World

Trump, NATO and the defence of Europe

The continent may have more to fear from American foreign policy than from Russian

November 09, 2016
Supporters cheer as they wait for President-elect Donald Trump to give his acceptance speech ©Mary Altaffer/AP/Press Association Images
Supporters cheer as they wait for President-elect Donald Trump to give his acceptance speech ©Mary Altaffer/AP/Press Association Images

Had Hillary Clinton become the 45th president of The United States of America, it would all have been so simple. She would have been a president who had been part of the institutional furniture for 30 years who was never knowingly caught without a policy—on anything—and would have slipped easily into the established assumptions of global strategic calculus. But she didn’t, and now we’re in uncharted territory.

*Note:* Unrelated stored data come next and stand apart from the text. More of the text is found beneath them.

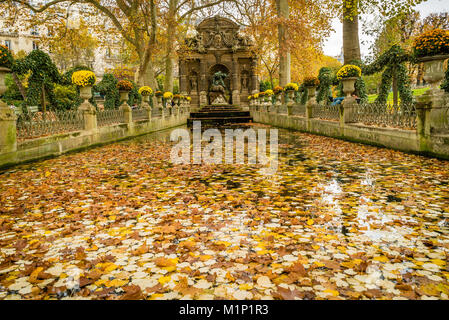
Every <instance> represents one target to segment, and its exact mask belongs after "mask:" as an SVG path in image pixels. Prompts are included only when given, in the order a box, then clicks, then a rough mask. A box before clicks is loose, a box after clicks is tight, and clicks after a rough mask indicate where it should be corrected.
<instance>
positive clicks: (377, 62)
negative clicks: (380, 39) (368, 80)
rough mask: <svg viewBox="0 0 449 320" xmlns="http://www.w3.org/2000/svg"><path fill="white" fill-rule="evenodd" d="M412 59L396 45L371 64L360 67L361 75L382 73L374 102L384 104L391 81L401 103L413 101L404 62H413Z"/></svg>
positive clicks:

As Donald Rumsfeld would enjoin us to do, let’s look at the known knowns as we try to find our way. The first of those when we consider the defence of Europe is that we face a revanchist Russia in the middle of a programme to update both its conventional and nuclear military inventories. A Russia, moreover, that has annexed The Crimea, intervened in Syria and de-stabilised Ukraine.

Yet closer examination reveals each of these to be precisely calibrated adventures designed to test western—essentially American—resolve but not to provoke a response. The annexation of The Crimea was a return to the territorial status quo ante and wrapped in a cloak of consensual politics. In Syria, the Russians have applied just enough force to make a difference but not enough to imply any enduring commitment. However, it is in Ukraine that we see the most instructive insights. Russia has avoided conventional confrontation and shown remarkable invention in coming up with what has now entered the lexicon as hybrid warfare. Unattributable operations conducted by ubiquitous “little green men” wearing neither rank nor insignia, backed by cyber attacks against infrastructure and a shrill media campaign have combined to disorient legitimate government but not pose a direct military threat. There is a temptation to see Russian actions as uncharacteristically subtle, but surely there is a simpler explanation: for all its stridency, it is an expression of weakness.

Quite simply, for as long as America offers a security guarantee to Europe, through the agency of NATO, Russia can huff and puff but it knows that its reduced economic circumstances means that it can never contemplate a conventional conflict that it could not sustain. For all its cleverness, hybrid warfare is a doctrine of the dispossessed and it could not prevail against the strategic certitude of American power.

So much for the known knowns—what about the known unknowns, foremost amongst which is Trump and foreign policy? We know that the President Elect dislikes freeloading foreigners and we also know—thanks to Gideon Rachman’s latest book: Easternisation—that in 2000 America accounted for about 50 per cent of NATO spending, a total that had risen to 70 per cent by 2012. So if the recurring Trump campaign themes of nationalism, protectionism and charity beginning at home are to find any expression in foreign policy then an obvious place to start would be in demanding that the decadent and complacent Europeans stump up for their own defence, or face the consequences.

In many ways the US constitution is designed for Trump. The checks and balances to executive power were designed to limit monarchical excess and may face their greatest test during his incumbency. But as it stands today, Europe may have more to fear from American foreign policy than from Russian, and we haven’t even got on to the unknown unknowns yet.